Monday, October 7, 2013

Letting Transparency Guide Public Relations

Shawn Rudolph
sr772610@ohio.edu

The Public Relationship

Our actions have reactions.  Public relations is a necessary component of the corporate world, because some actions need prevented and some reactions need orchestrated.  Public relations employees carefully prevent poor mistakable actions through research and systematically address reactions through similar research. 

With the evolution of technology, information circulates at quicker paces throughout competitors and newsrooms across the world than 10 years ago.  No detail is too fine, and any misreporting can result in heavy media coverage.  The better-known public relations scandals are met with serious criticism, reviews and satire. 

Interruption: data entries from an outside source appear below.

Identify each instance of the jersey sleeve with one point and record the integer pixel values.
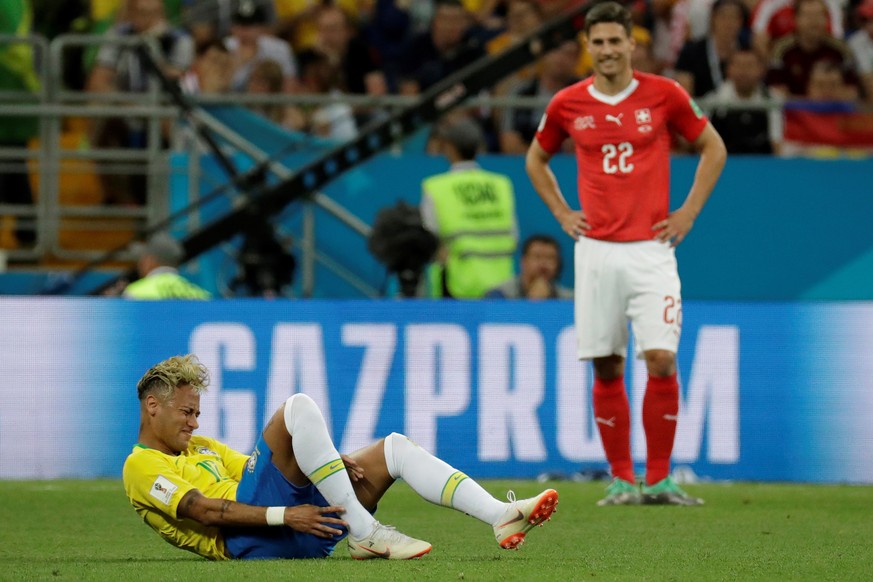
(153, 482)
(234, 461)
(551, 133)
(686, 118)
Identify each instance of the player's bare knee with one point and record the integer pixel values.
(660, 363)
(297, 404)
(609, 367)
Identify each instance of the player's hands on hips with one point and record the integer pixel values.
(539, 288)
(574, 223)
(312, 519)
(675, 227)
(356, 473)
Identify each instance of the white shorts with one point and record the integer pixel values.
(617, 282)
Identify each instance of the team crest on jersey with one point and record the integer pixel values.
(644, 120)
(586, 122)
(253, 461)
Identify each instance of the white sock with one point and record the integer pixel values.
(437, 481)
(321, 463)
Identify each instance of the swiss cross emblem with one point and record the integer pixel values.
(643, 116)
(586, 122)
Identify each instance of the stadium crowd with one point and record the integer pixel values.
(727, 53)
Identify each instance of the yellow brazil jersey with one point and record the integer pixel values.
(156, 482)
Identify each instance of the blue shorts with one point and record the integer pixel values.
(263, 484)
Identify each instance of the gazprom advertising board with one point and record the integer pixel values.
(772, 392)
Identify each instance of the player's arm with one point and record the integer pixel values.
(211, 511)
(573, 222)
(713, 155)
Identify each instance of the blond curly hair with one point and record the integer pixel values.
(163, 378)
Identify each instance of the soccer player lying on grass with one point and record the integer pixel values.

When News of the World faced global scrutiny after a phone-tapping scandal, satirists around the world took to humiliating the actions of the Rupert Murdoch News Corporation.  American satirists like John Stewart on his television show The Daily Show and Bill Maher on his television show Real Time with Bill Maher, drew attention to a parent company that was previously not a household name.   The criticism trickled down to other news organizations under the Murdoch name, including Fox News in the United States.  Fox News has gained notoriety for misrepresenting information, committing logical fallacies and biased reporting.  Due to public relations difficulties, Fox News has had its programs parodied by Saturday Night Live.  It would not be a stretch to see the connection of the two instances of public relations scandals.  The global company standard of breaking and popular news stresses the normal model of unbiased news reporting.  Pandering to polarized views of public interests or news brings viewers from any perspective to attention. 


















Transparency Adoption

Transparency is the best policy.  When details are meant for distribution to a public audience, no finite mistakes will insincerely cause a scandal. Making an innocent error is different than purposefully smudging numbers or a phone-tapping scandal.  Mistakes happen.  However, a mistake implies accident, and a company can sincerely apologize for accidents. Misleading the public is not as forgivable. 

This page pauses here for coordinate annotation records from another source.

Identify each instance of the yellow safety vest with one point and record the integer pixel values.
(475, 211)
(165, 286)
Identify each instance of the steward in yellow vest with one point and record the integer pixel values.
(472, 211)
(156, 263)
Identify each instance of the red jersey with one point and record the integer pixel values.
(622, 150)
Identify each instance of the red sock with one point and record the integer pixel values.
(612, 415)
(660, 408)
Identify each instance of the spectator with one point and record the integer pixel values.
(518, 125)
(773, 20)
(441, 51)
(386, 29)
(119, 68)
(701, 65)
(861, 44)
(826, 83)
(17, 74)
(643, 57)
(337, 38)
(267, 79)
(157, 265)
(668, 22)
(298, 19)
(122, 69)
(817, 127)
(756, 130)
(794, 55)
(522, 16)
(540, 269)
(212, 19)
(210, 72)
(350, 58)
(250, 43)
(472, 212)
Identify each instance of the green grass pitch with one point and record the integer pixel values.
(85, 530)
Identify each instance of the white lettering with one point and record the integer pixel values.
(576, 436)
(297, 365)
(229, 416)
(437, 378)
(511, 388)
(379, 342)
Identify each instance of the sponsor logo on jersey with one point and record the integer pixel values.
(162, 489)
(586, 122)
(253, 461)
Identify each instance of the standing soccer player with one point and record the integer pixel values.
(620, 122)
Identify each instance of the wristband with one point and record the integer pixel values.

Public relations professionals fight for transparency and ethical guidelines. According to Shane McLaughlin in an article titled, "A New Era for Communicating Values," in The Strategist, Cheryl N. Campbell, VP of Corporate Communications and Public Relations for the Customer Care Solutions Provider for Convergys Corporation, invokes employee surveying in order to hear from the employees on matters of finances and company efficiency.  Evaluation from the employees of a company on finances and speed/effectiveness of processes will open doors for honest communication, which will prevent any pressure that leads to intentional misrepresentation of information.  Feedback keeps any organization growing and cognizant of the company atmosphere.
  • Accountability helps management control responsibility for reports and stories.  
  • Accountability requires honesty to prevent public relations disasters. 
  • Accountability needs communicated from employee evaluation and management review. 

Getting caught on the wrong side

A Walker’s Information Integrity in the Workplace 2001 National Employee Benchmark study showed a dramatic increase in employee ease reporting violations—from one-third to one-half of employees. 


Accidents will happen.  Between 2001 and 2013 it isn’t too unbelievable to imagine employees feel even more comfortable reporting violations of their peers.  News breaks from more anonymous sources now than before, and negative press will happen.  The prevention and reaction to negative events requires public relation specialists to work for and in most companies.